86. Some of the teachers get called by their first names.
87. Lisa, Mr. Aaron, and the bike
88. Lisa's fake seductress performance.
89. Lonergan's remarkable control of his actors.
90. "it's not like I'm a virgin"
91. Joan breaking down in the elevator before somebody else boards who recognizes her, forcing her to perform her daily life at her most vulnerable.
92. The King Lear scene (Mike D'Angelo has a great essay on this scene)
93. Lisa's last call to the detective.
94. "not to white people"
95. Every scene goes from point A to point B. It's not just a random hodgepodge, the film had construction galore.
96. Monica and Abigail's relationship.
97. Characters often feeling an overwhelming need to explain themselves, and then doing it badly.
98. "okay so ground zero and then we'll meet you guys at the theatre"
99. The strident scene — which I have written two essays on and could write a dozen more.
100. Is the story Lisa's or somebody else's? I used to think that this movie took Lisa to task, but really as I grew to appreciate how sympathetic this film is to her, I begin to wonder if maybe this story can both be hers and her attempting to perform her life is a negative outcome. I love when writers don't force you to have a perspective on a character.

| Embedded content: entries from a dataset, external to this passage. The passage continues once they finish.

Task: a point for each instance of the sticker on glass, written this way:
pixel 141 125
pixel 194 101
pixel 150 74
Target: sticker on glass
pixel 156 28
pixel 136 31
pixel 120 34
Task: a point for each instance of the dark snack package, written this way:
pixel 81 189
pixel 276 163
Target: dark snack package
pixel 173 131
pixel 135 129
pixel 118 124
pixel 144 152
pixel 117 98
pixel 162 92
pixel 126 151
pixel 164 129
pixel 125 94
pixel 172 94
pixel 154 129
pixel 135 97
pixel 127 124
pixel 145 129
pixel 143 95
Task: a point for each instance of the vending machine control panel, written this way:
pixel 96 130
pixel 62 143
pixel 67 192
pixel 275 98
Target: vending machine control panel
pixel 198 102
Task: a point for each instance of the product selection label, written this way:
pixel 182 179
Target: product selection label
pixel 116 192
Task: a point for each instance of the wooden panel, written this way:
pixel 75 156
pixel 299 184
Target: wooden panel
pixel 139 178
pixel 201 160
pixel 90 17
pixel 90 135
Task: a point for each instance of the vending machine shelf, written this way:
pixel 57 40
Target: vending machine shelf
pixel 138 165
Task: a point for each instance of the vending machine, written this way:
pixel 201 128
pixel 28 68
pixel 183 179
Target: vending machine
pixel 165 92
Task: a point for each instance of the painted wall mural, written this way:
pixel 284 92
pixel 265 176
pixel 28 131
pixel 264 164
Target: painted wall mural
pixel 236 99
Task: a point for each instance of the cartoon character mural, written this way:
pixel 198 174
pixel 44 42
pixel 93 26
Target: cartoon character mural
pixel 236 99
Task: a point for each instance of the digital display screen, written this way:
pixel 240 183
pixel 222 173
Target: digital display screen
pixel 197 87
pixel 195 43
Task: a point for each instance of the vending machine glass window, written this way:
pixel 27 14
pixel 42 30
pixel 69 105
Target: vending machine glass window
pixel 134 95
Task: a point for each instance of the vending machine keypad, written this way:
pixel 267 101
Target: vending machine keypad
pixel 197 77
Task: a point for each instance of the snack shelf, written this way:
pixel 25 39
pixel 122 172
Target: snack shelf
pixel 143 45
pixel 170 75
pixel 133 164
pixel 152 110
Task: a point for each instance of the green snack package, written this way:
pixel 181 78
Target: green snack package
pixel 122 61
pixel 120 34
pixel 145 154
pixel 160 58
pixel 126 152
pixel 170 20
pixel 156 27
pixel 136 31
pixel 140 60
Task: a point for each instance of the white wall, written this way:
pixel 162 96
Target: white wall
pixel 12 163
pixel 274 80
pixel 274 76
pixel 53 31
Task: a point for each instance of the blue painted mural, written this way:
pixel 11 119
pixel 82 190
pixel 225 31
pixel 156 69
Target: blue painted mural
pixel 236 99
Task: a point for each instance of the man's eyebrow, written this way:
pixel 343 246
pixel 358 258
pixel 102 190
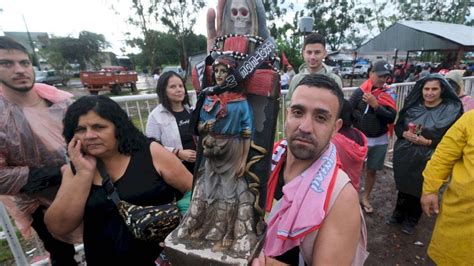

101. "anyways it's just sex" *double bolt*
102. The film respects teenagers.
103. "How do you mean, Ramon?
104. "the Jewish response"
105. Lonergan's own character, which is ambivalent to the point of almost being obfuscated. Tells us some key information about how he feels towards himself.
106. Ramon's son
107. "he finally met a woman he could really connect with"
108. Life is about many people, but that doesn't mean that your story is somehow irrelevant, because it's the only one you've got.
109. The film is unpreachy about its acceptance of abortion. It's not proud of itself for being correct about the issue, it just is.
110. "because I killed her"
111. "hey, did you guys know I had an abortion last week?"
112. Though this film appears to dismiss the arts for much of its length, the revelation of the power of art comes from Les Contes d'Hoffmann's ability to heal. Difference between the perspectives of characters and the writer.
113. The final shot
114. The title
115. The fact that this movie is extraordinary in so many ways.